Later override behavior
- Simulations tend to reduce misdirected or futile overrides (e.g., repeatedly toggling a default that cannot affect a hard rule), because users can see which layer is actually decisive for a given action before committing. This channels override attempts toward tunable defaults and time-bounded exceptions where they are more likely to succeed.
- However, by making the boundaries clearer, simulations can increase targeted override proposals at layers that appear negotiable (e.g., asking for temporary side-effect exceptions where the simulation shows a default-based block). When paired with soft-proposal handling and brief justifications for rejected overrides, this generally improves overall satisfaction with override handling even if the raw number of override attempts rises.

Failure modes

If simulations imply that certain actions are allowed but real executions are later blocked by unmodeled or opaque rules, they create a strong “fake control” effect and can erode trust more than having no simulation at all.
Overly detailed or cognitively heavy simulations risk overwhelming users, blurring the distinction between hard rules and defaults and undermining the intended clarity benefits.

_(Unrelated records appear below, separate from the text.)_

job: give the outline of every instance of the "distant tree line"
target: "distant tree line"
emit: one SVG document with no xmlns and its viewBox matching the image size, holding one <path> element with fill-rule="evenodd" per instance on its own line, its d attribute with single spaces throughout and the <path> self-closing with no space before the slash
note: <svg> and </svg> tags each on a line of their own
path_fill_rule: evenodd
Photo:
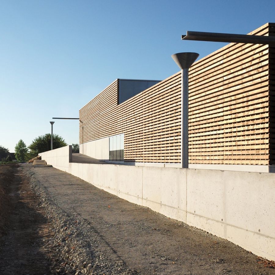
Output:
<svg viewBox="0 0 275 275">
<path fill-rule="evenodd" d="M 53 135 L 53 149 L 57 149 L 68 145 L 64 139 L 57 134 Z M 73 144 L 73 153 L 79 152 L 79 145 Z M 51 134 L 46 134 L 35 138 L 31 145 L 27 147 L 25 142 L 20 139 L 15 147 L 15 156 L 20 162 L 27 161 L 37 156 L 39 153 L 49 151 L 51 149 Z M 12 158 L 7 148 L 0 146 L 0 161 L 12 161 Z"/>
</svg>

Overall, preview-style simulations that (a) accurately reflect the chain of command, (b) clearly distinguish hard rules from editable defaults, and (c) reuse the same labels and rationales during real refusals tend to make constraints feel more legitimate and predictable, increasing trust, improving acceptance of refusals, and steering override behavior toward meaningful, policy-consistent adjustments rather than frustrated trial-and-error.